Types of managed care plans or organizations
Managed care plans, also called managed care organizations, fall into four categories that differ based on a number of factors and operating guidelines.
Health maintenance organization (HMO)
A health maintenance organization (HMO) offers care to plan participants through a network of hospitals, doctors, and other healthcare providers at an agreed-upon, discounted rate. If you belong to an HMO, you choose a primary care physician who oversees your care, including mandated referrals to specialists. An HMO limits doctors to prescribing certain drugs.
HMOs operate within certain geographic service areas, so you must live or work in an HMO’s service territory to be a member. With the exception of emergency care, out-of-network care typically isn’t covered.
HMO premiums tend to be the lowest among managed care plans.
Preferred provider organization (PPO)
Preferred provider organizations (PPOs) are less restrictive than HMOs.
If you’re a member of a PPO, you can go to any provider you wish, but you’ll pay less in out-of-pocket costs if you use a provider within the PPO’s network. Unlike an HMO, a PPO doesn’t make you select a primary care physician or require a doctor’s referral to see a specialist.

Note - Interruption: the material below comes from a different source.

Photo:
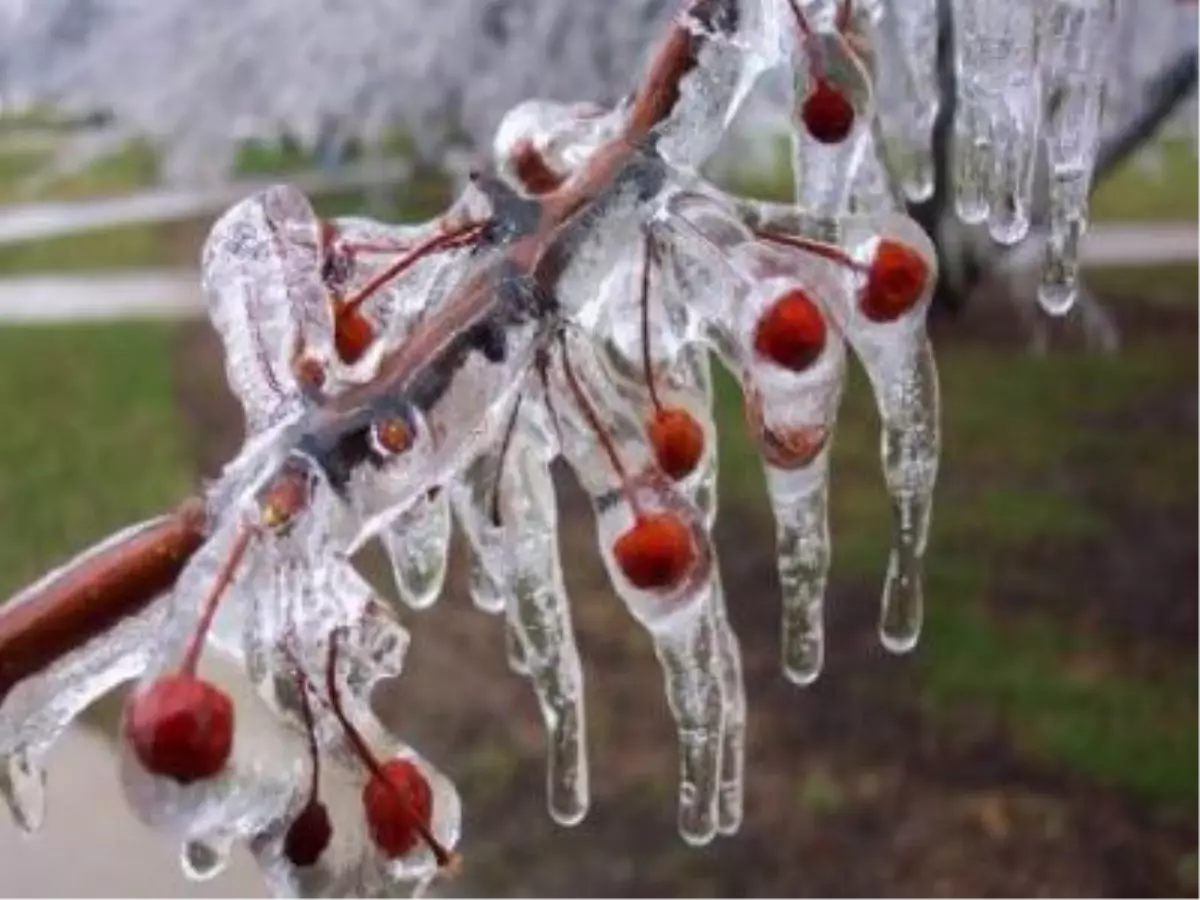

Because of the freedom afforded by PPOs, premiums generally cost more than other managed care plans. Despite that, PPOs are the most common type of managed care plan in the U.S., according to the Kaiser Family Foundation.
Point of service (POS)
Basically a hybrid of an HMO and PPO, a point-of-service (POS) plan allows you to be treated by any doctor you want. But if you see a doctor outside the network, your out-of-pocket costs will be higher.
If you’re a member of a POS plan, you usually need to pick a primary care physician and obtain a referral from that physician before getting specialty care, which matches HMO member requirements.
Premiums for POS plans typically cost less than PPO premiums but more than HMO premiums.
Exclusive provider organization (EPO)
An exclusive provider organization (EPO) provides coverage only if you use doctors, hospitals, and other healthcare providers within its network. Exceptions exist for needed emergency care or if the care you need isn’t available from a network provider. If you do use an out-of-network provider, you might end up paying the entire medical bill.
You don’t need to select a primary care physician or obtain a referral for a specialist if you’re in an EPO plan. Premiums for EPOs generally cost less than PPOs but higher than HMOs.